Why are nutrition and food labels helpful?
Now that you know what types of food labels are out there, you may be wondering why all of this information is available on our food. Here are several ways in which you can use the labeling information to your advantage:
- Building brand loyalty (or generic brand loyalty)
- Ability to identify harmful food allergens (if you have a food allergy)
- Ability to choose products that align with your individual dietary needs, preferences and values
- Better understand how a food is grown/raised (i.e. organic vs. non-organic, grass fed, cage-free)
- Ensure that your dietary pattern of preference is preserved (i.e. vegan, vegetarian, kosher)
- Identify ingredients that you want or don’t want in your food products
- Help you find and compare products that will give you essential nutrients
- Help you identify products and nutrients that will help you live a healthier life
- Easy access to the nutrient breakdown of a particular food item
So, if you’re not currently looking at the labels on the food products you consume, consider doing so! You may be missing out on tons of helpful information. Some labels are more clear-cut than others, so let’s tackle one of the most complex labels on a food package: The Nutrition Facts label.
How to Read the Nutrition Facts Label
As mentioned before, the Nutrition Facts label is usually on the back of the package and is a graphical representation of the nutrient breakdown of a food product. In recent years, there have been several changes to the Nutrition Facts label, so you may see a couple different versions until all products meet the new regulations.
Main Components of the Nutrition Facts Label
Let’s work our way down the typical Nutrition Facts label.
- Serving size: This is the amount of food in which the Nutrition Facts label is based on. It tells you what 1 serving of the food “should” be, but you may eat more or less than this amount. For example, if you eat twice the serving size, you will be getting twice the amount of nutrients that are listed on the Nutrition Facts label. Click the link to learn more about servings versus portions.

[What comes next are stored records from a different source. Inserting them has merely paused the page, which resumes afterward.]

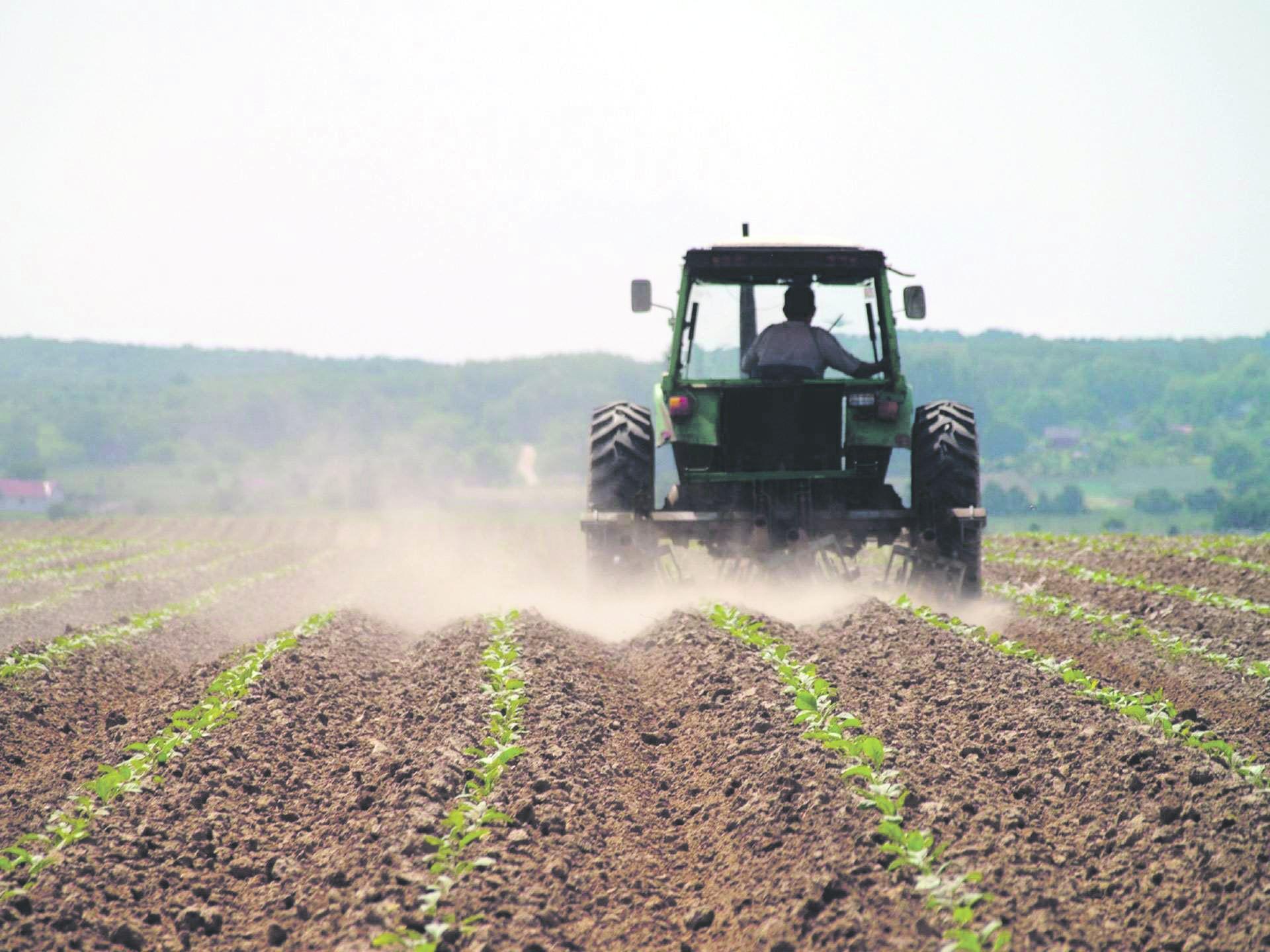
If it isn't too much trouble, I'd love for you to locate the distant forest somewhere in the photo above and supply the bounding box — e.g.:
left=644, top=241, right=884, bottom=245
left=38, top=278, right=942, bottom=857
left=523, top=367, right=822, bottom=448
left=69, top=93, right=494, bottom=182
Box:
left=0, top=331, right=1270, bottom=526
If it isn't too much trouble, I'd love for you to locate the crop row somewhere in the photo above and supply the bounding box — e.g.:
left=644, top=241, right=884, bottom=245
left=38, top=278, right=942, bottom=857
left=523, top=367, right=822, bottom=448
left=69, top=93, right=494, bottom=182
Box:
left=896, top=595, right=1270, bottom=789
left=372, top=611, right=525, bottom=952
left=987, top=532, right=1270, bottom=574
left=0, top=536, right=128, bottom=569
left=0, top=614, right=333, bottom=898
left=0, top=543, right=278, bottom=627
left=983, top=552, right=1270, bottom=614
left=5, top=542, right=226, bottom=582
left=984, top=582, right=1270, bottom=682
left=0, top=555, right=333, bottom=679
left=0, top=539, right=137, bottom=580
left=710, top=604, right=1009, bottom=952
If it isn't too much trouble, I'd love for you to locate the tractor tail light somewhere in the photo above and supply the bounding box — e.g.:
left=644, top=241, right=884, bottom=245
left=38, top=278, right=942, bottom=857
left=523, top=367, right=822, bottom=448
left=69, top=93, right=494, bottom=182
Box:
left=665, top=396, right=692, bottom=419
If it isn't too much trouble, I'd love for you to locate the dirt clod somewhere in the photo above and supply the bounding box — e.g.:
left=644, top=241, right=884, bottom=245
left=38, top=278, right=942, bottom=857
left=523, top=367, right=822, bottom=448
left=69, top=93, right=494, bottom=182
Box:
left=110, top=923, right=145, bottom=952
left=685, top=909, right=714, bottom=930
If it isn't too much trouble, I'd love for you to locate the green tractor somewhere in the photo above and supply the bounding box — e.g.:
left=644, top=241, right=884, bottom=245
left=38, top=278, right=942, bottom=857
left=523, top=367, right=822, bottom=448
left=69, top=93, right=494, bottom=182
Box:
left=581, top=236, right=987, bottom=596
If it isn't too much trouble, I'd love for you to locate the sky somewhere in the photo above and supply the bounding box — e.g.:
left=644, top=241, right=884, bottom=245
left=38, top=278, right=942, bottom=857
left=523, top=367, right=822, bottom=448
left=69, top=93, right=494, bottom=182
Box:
left=0, top=0, right=1270, bottom=362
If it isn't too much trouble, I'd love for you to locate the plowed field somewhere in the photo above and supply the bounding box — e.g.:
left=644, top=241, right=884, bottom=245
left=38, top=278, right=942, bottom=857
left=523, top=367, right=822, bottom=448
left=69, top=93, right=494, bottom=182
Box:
left=0, top=520, right=1270, bottom=952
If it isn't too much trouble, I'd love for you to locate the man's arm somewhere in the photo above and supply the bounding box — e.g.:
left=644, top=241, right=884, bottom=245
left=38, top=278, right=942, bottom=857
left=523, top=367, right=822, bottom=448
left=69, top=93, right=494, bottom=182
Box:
left=812, top=327, right=882, bottom=379
left=740, top=327, right=770, bottom=377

- Servings per container: 1 box, jar or package may contain multiple servings. The number of servings per container is based on the serving size of that item.
- Calories: Calories are energy (and can cause weight gain, weight loss or weight maintenance depending how we use them). This is the number of calories per 1 serving of a food item.
- Total fat, Cholesterol, Sodium: These are nutrients that are listed per 1 serving of that particular food item. In general, we want to limit the amount of these nutrients that we consume (with the exception of polyunsaturated and monounsaturated fats).
- Total Carbohydrate: This is the compilation of fiber, sugar and added sugar that is in 1 serving of the food item. In general, we want to increase our fiber intake and decrease the amount of sugar was consume, especially “added sugar.”
- Protein: The amount of protein in 1 serving of the food.
- Specified vitamins and minerals: You may also see vitamins and minerals listed like vitamin A and iron. These are nutrients we should try to eat in recommended amounts.
How will YOU use food labeling?
If you’re struggling to meet your nutrition goals, then start reading your food labels!